【一柳慧】今日行ったコンサートの感想:令和04年(2022年)10月25日(火)【ヴァレーズ】

    指揮:シルヴァン・カンブルラン
ヴァイオリン:成田 達輝
   三味線:本條 秀慈郎
   管絃楽:読売日本交響楽団

ドビュッシー『遊戯』
 Not for me.

一柳慧『ヴァイオリンと三味線の為の二重協奏曲』
 小さな編成、大人しい音楽。伴奏は絃5部と打楽器が4人、管楽器は無し。ヴァイオリンも三絃も激しくソロを掻き鳴らすということはなかった。ヴァイオリンが重音奏法を聞かせてくれると、私は簡単に喜んでしまう。三味線は決して民族的ではなかった。抽象的な音楽の鑑。一柳お得意のミニマル音楽。一柳のアレグロと言えばこれ。今回はヴィオラとチェロが5拍子の反復音形を持続する。不確定性の部分が緊張感と面白さがあった。作曲されたアッチェレランドの盛り上がりが、雅楽の記憶を呼び覚ます。最後は全体がユニゾンで一音の塊となり、クレッシェンドして終わる。老境というか、枯淡というか、一柳慧の作曲人生はこのように閉じられた。

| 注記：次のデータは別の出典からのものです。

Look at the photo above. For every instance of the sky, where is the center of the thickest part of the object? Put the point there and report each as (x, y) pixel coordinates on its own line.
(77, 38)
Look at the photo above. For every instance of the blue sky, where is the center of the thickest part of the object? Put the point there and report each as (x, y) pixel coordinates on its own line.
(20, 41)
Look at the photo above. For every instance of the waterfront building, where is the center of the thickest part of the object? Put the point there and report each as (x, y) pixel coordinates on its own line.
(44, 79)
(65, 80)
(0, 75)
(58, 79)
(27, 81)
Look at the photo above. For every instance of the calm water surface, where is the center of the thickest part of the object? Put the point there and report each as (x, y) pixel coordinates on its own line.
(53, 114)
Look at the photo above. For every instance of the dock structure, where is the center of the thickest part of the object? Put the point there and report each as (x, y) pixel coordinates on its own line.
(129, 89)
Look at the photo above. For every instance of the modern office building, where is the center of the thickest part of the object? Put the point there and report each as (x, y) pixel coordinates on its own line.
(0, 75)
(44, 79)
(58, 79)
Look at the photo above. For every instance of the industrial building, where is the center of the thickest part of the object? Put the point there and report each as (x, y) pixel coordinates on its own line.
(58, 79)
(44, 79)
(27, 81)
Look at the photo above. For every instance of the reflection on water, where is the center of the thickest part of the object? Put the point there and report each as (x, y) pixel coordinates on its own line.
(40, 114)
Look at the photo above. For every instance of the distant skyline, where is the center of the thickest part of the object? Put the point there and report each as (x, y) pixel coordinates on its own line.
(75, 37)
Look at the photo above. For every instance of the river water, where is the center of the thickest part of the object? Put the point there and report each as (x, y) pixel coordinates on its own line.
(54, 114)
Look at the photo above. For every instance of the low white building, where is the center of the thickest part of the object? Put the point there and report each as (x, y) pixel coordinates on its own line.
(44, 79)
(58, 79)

ドビュッシー『イベリア』(管絃楽の為の『映像』から)
 Not for me.

ヴァレーズ『アルカナ』
 5管編成。ばか。打楽器が14人。あほ。錬金術を主題とした標題音楽なのだろうか? 巨大オーケストラの為の破壊的な騒音。バス・クラリネットではなく、コントラバス・クラリネット。コントラファゴットが2人、チューバが2人。低音がとにかく蠢く。かと思いきや、ピッコロが3人いて空気をつんざく。トランペットも5人いて、高音で血管が千切れそう。ヘッケルフォンをまじまじと見た。ヴァイオリンはメロディを指向せず、抽象的な音形を随所に挿入する。ギロが存在感を示す。木魚がポコポコ鳴ると、日本人としてはどうしても葬式を思い起こして笑ってしまう。鞭がパチンと鳴るだけではなく、パチパチと連続で鳴る。それも、パチパチパチン、パチパチンと不規則に連発される。大太鼓が硬めの撥で何度も打つ。小太鼓は切迫して音楽を追い詰め、場を緊張させる。普段明るい性格を付与されることの多いタンバリンが、全く楽しそうではなく病的。最後の盛り上がりでティンパニが撥を3つ持ち、トレモロではなく、連打に次ぐ連打。もはや痙攣。メロディやハーモニーとは無縁な、真に純粋な新しい芸術の為の音楽。素晴らしい。音楽は破滅すべき。